Le mémorial de takamatsu sensei
En 2012, Hatsumi sensei nous a intercepté moi et Francine et nous demandant si nous étions intéressés à aller voir le mémorial de Takamatsu sensei, une offre qui ne se refuse pas. Nous étions un petit groupe à l’accompagner. Comme nous n’avions pas mangé, nous sommes arrêtés dans un dépanneur pour prendre quelques sandwichs gracieusement offerts par Soke. Devant la bière Hatsumi sensei nous dit que nous pouvions en prendre, ceux qui le désiraient. Francine et moi ainsi que quelques Japonais nous nous sommes abstenus pendant que la plupart des autres occidentaux acceptèrent l’offre. Nous nous sommes dit que nous allions vers une destination plus spirituelle que festive. Une Japonaise habituée d’accompagner les groupes sourit en voyant que nous refusions la bière. Nous lui avons expliqué pourquoi, et elle nous répondit simplement que c’était un test de la part d’Hatsumi sensei.
Un drôle de hasard
En 2001 c’était mon second voyage au Japon. Bien sûr, j’avais vu Hatsumi sensei dans les Taikai aux É.-U.. Mais rien de personnel, il ne me connaissait pas, je n’étais qu’un participant parmi tant d’autres. Toujours est-il qu’en 2001, nous étions au Budokan pour le Daikomyosai. Je ne me souviens pas si c’était durant le Daikomyosai ou après un cours régulier, mais comme nous étions collés sur la période du Daikomyosai, il y avait foule. Complètement de l’autre côté de la salle, Hatsumi fouilla dans un sac et en sortit quelque chose. Puis, sans aucune hésitation, il se dirigea vers moi. « Tiens, c’est ma cravate favorite, je tenais à te l’offrir ». Il me donna une cravate aux motifs de Don Quichote de Cervantes. Au crayon de feutre noir, il ajouta sa signature. Quel étrange cadeau direz-vous? Le plus curieux est qu’une semaine avant de partir pour le Japon, moi et Francine étions allés voir une représentation de l’opéra de Jacques Brel, Don Quichote de la mancha. Méchant hasard que sur presque 200 personnes, il me remit cette cravate à moi. D’ailleurs, qu’est-ce qui aurait pu le pousser à apporter sa cravate à un cours? Je lui ai déjà posé la question à ce sujet, il s’est contenté de sourire.

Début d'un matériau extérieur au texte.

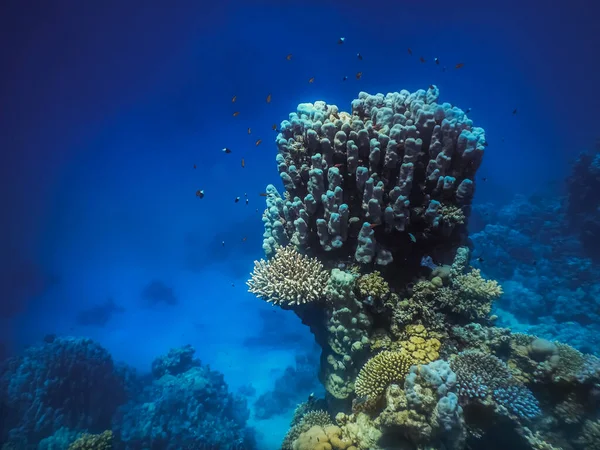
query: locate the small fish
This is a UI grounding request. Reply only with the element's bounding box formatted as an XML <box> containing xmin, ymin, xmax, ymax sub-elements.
<box><xmin>232</xmin><ymin>111</ymin><xmax>240</xmax><ymax>117</ymax></box>
<box><xmin>308</xmin><ymin>76</ymin><xmax>315</xmax><ymax>83</ymax></box>
<box><xmin>342</xmin><ymin>75</ymin><xmax>348</xmax><ymax>81</ymax></box>
<box><xmin>407</xmin><ymin>48</ymin><xmax>413</xmax><ymax>55</ymax></box>
<box><xmin>259</xmin><ymin>192</ymin><xmax>268</xmax><ymax>197</ymax></box>
<box><xmin>235</xmin><ymin>197</ymin><xmax>240</xmax><ymax>203</ymax></box>
<box><xmin>272</xmin><ymin>124</ymin><xmax>277</xmax><ymax>130</ymax></box>
<box><xmin>482</xmin><ymin>177</ymin><xmax>487</xmax><ymax>181</ymax></box>
<box><xmin>193</xmin><ymin>164</ymin><xmax>197</xmax><ymax>169</ymax></box>
<box><xmin>357</xmin><ymin>52</ymin><xmax>363</xmax><ymax>60</ymax></box>
<box><xmin>247</xmin><ymin>127</ymin><xmax>251</xmax><ymax>134</ymax></box>
<box><xmin>286</xmin><ymin>53</ymin><xmax>292</xmax><ymax>60</ymax></box>
<box><xmin>483</xmin><ymin>142</ymin><xmax>489</xmax><ymax>147</ymax></box>
<box><xmin>222</xmin><ymin>147</ymin><xmax>232</xmax><ymax>153</ymax></box>
<box><xmin>242</xmin><ymin>237</ymin><xmax>247</xmax><ymax>242</ymax></box>
<box><xmin>266</xmin><ymin>93</ymin><xmax>272</xmax><ymax>103</ymax></box>
<box><xmin>232</xmin><ymin>95</ymin><xmax>237</xmax><ymax>103</ymax></box>
<box><xmin>429</xmin><ymin>84</ymin><xmax>434</xmax><ymax>90</ymax></box>
<box><xmin>241</xmin><ymin>158</ymin><xmax>245</xmax><ymax>168</ymax></box>
<box><xmin>338</xmin><ymin>37</ymin><xmax>345</xmax><ymax>44</ymax></box>
<box><xmin>222</xmin><ymin>241</ymin><xmax>225</xmax><ymax>246</ymax></box>
<box><xmin>245</xmin><ymin>198</ymin><xmax>249</xmax><ymax>205</ymax></box>
<box><xmin>512</xmin><ymin>108</ymin><xmax>518</xmax><ymax>115</ymax></box>
<box><xmin>533</xmin><ymin>260</ymin><xmax>537</xmax><ymax>266</ymax></box>
<box><xmin>356</xmin><ymin>72</ymin><xmax>362</xmax><ymax>80</ymax></box>
<box><xmin>442</xmin><ymin>66</ymin><xmax>447</xmax><ymax>72</ymax></box>
<box><xmin>476</xmin><ymin>256</ymin><xmax>485</xmax><ymax>263</ymax></box>
<box><xmin>255</xmin><ymin>139</ymin><xmax>262</xmax><ymax>146</ymax></box>
<box><xmin>434</xmin><ymin>57</ymin><xmax>440</xmax><ymax>65</ymax></box>
<box><xmin>420</xmin><ymin>56</ymin><xmax>426</xmax><ymax>63</ymax></box>
<box><xmin>369</xmin><ymin>223</ymin><xmax>380</xmax><ymax>229</ymax></box>
<box><xmin>408</xmin><ymin>233</ymin><xmax>417</xmax><ymax>243</ymax></box>
<box><xmin>465</xmin><ymin>108</ymin><xmax>471</xmax><ymax>114</ymax></box>
<box><xmin>196</xmin><ymin>189</ymin><xmax>205</xmax><ymax>199</ymax></box>
<box><xmin>334</xmin><ymin>163</ymin><xmax>344</xmax><ymax>168</ymax></box>
<box><xmin>455</xmin><ymin>63</ymin><xmax>464</xmax><ymax>69</ymax></box>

Des policiers m’ont à l’oeil à l’aéroport
Vous êtes assis dans un aéroport international. Ici, nous sommes à Haneda en banlieue de Tokyo. Des policiers vous jettent un coup d’oeil, rien de bien dérangeant. Mais à plusieurs reprises vous vous sentez observer. Les policiers ne vous lâchent pas. Vous commencez à vous demander ce qu’ils peuvent bien vous vouloir. Puis l’un d’entre eux se dirige vers vous. Vous vous dites que ça y est, même si vous n’avez rien fait, vous risquez d’avoir des ennuis, les policiers ne s’amusent pas à regarder tout le monde de cette façon. Le policier s’approche et dit en japonais « Est-ce que vous êtes M. Grégoire ». « Oui, c’est à quel sujet?». « Nous utilisons vos techniques de défense contre couteau dans notre entraînement». Peut-être deux ou trois ans auparavant, à la demande du propriétaire de la compagnie Quest, j’avais fait au Japon une vidéo sur diverses techniques de défense contre des attaques au couteau. C’est avec surprise que j’ai appris que la sécurité de l’aéroport utilisait mes techniques. C’est flatteur et c’est surtout relaxant d’apprendre cela après que la police vous ait épiés un long moment.